Before taking up my Fellowship at Christ Church in October 2020, I was the Postdoctoral Research Assistant on the project ‘Editing the Wycliffite Old Testament Lectionary’ at Oxford’s English Faculty. I have spent four years as a Stipendiary Lecturer at Trinity College, Oxford, where I also studied for my DPhil in English (awarded 2020, funded by a Clarendon Scholarship). I hold a double degree in English Linguistics and Medieval Literature, and Medieval German Language and Literature from LMU University of Munich, where I taught undergraduate and graduate seminars on Medieval English as a faculty member before coming to Oxford. I have also held the Erika and Kenneth Riley Fellowship at the Huntington Library, California.

I am currently the Postdoctoral Mentor for the medieval strand of the MSt at the English Faculty.

Undergraduate teaching

I teach Prelims Paper 2: Early Medieval Literature, c. 650–1350 and FHS Paper 2: Literature in English, c. 1350–1550, and a range of other papers related to Old and Middle English language and literature. I supervise dissertations on various aspects of medieval literature. I regularly teach manuscript classes at the Bodleian Library for my undergraduate students. 

Research interests

My primary research interests focus on textual criticism, medieval English Bible translation, biblical scholarship, and the liturgy in the context of the Wycliffite Bible (the first complete translation of the Vulgate into English). For my previous Postdoctoral project, I produced the first complete edition of the Wycliffite Old Testament Lectionary, a collection of liturgical texts translated from Latin into Middle English.

The core of my current research project is a study and edition of the Wycliffite Glossed Gospels, a group of erudite fourteenth-century vernacular commentaries on the gospels. The Glossed Gospels are of particular importance for the early history of Bible translation into English, and a close analysis of these texts will help us refine our understanding of the intellectual and scholarly context which gave rise to the Wycliffite translation project. I am particularly interested in philological and linguistics aspects of the Wycliffite translations, including the texts’ translation strategies in rendering the Latin source in the vernacular, and their significance within a wider linguistic network.

Connected to my editorial work is my interest in medieval commentary culture more broadly. I am the founder of the Oxford Medieval Commentary Network, for which I organise regular conferences and public engagement events.

Featured publications

Book-length studies and critical editions:

The Wycliffite Old Testament Lectionary, Early English Text Society (OUP, 2021)

A Late-Medieval History of the Ancient and Biblical World, edited from Oxford, Trinity College, MS 29, two vols (Middle English Texts series, Winter, 2022)

Recent articles include:

'Fifteenth-Century Compilation Methods: The Case of Oxford, Trinity College, MS 29' (The Review of English Studies 2022, 73, pp. 20–41)

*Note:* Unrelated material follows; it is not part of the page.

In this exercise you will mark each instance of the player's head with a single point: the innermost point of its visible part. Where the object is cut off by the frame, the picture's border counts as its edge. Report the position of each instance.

‘The Wycliffite translators and the liturgy’, in Lutz Edzard, (ed.) Bibelübersetzung(en) in sprachvergleichender Perspektive (Abhandlungen für die Kunde des Morgenlandes, Harrassowitz Publishers, 2021)

‘Non-Wycliffite Bible Translation in Oxford, Trinity College, 29 and Universal History Writing in Late Medieval England’ (Anglia 2020, 138:4, pp. 649–72)

‘The Holy Cross Legend: A Unique Version in Oxford, Trinity College, MS 29’ (Medium Aevum 2019, 88:1, pp. 52–79)

Other interests and activities

I am a spare-time photographer, painter, and choral singer.